FOSIL-CITUB and FLI-PODREPA unions called for stronger social dialogue and sectoral collective bargaining. There has been no branch agreement since 2008, and existing company accords only cover 3-4% of the sector. This is far from the 80% coverage mentioned as reference in the upcoming European Minimum Wage Directive. As such, the unions have agreed to start developing a work plan to increase their leverage.
Employers wanted to have regulations to combat the grey economy and unfair competition. BAATPE and BATOK associations acknowledged that social partners must increase their representativeness to have a louder voice.

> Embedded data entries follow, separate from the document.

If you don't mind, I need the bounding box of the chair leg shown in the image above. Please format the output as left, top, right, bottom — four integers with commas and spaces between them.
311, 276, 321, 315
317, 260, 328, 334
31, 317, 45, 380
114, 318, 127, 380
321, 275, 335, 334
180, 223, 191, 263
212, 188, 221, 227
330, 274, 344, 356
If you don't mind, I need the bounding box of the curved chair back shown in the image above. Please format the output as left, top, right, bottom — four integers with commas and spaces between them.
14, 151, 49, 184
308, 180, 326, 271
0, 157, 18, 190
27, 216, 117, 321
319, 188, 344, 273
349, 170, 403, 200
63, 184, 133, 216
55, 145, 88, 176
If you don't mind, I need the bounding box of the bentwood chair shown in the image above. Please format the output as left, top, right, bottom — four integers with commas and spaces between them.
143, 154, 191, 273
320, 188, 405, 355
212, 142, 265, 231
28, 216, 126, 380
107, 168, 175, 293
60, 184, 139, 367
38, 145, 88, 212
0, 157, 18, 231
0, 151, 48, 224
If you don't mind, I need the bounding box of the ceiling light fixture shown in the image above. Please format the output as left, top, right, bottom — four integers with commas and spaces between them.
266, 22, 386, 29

Luc Triangle, industriAll Europe’s General Secretary said: “The message from trade unions in Sofia is clear: we need quality social dialogue and strong collective agreements to ensure a positive future for the TCLF industries in Bulgaria. The EU’s Sustainable Textiles Strategy offers a real opportunity if managed correctly, but investments - both in technology and the workforce - will be essential. This includes ensuring fair wages and good conditions to retain current workers and attract new ones.’’
- The workshop was part of an EU-funded Social Dialogue project ’Ensuring a sustainable future for the Southeast European textile, clothing, leather and footwear industries’, carried out in cooperation between European industry associations EURATEX, COTANCE, CEC and industriAll Europe. The two-year project covers Bulgaria, Croatia, North Macedonia, Romania and Serbia, where the TCLF industries employ over 400,000 workers.